Monday, March 23, 2009

Patently Ridiculous Spin at the WSJ

In the same article that states that bankers acknowledge that the Bush administration looked up to and admired Wall Street, the Wall Street Journal reports that the Obama is looking to tamp down populist resentment against callous bankers who keep credit markets closed in order to make friends with the financial industry (note: I'm not advocating that we return to the credit bubble days that got us in this mess, but freeing up sane credit for customers and infrastructure would be nice).

What's the problem with that you say? Banks were unwilling to open credit markets under a previous administration that venerated Wall Street. Banks are unwilling to open credit markets under an administration that initially tried to take a tougher stand. The problem is that it doesn't matter whether the banks have a kinder and gentler administration or not.

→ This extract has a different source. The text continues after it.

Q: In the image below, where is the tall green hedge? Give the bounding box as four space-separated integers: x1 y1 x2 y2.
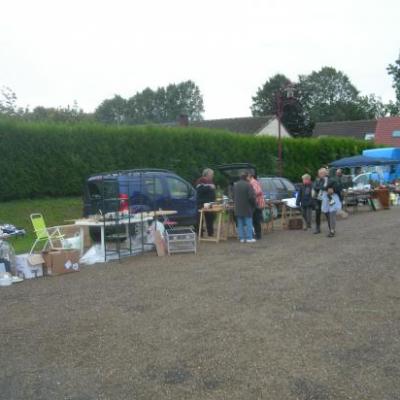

They're only going to pass along the bailout largess from the government when they have first satiated their own desires, and then when they are good and darn well ready to do so (unless, of course, a bigger power calls their bluff).

Now that the media and the Obama administration are in reaction formation to the banks' hard line against popular resentment, both look like they're going to soften to the bluff rather than hold a line. The chance for real reform and regulation of our broken financial system looks as remote to me now as it did under Wall Street-friendly Dubya; and today's historic rise in the stock market counts neither as reform nor regulation.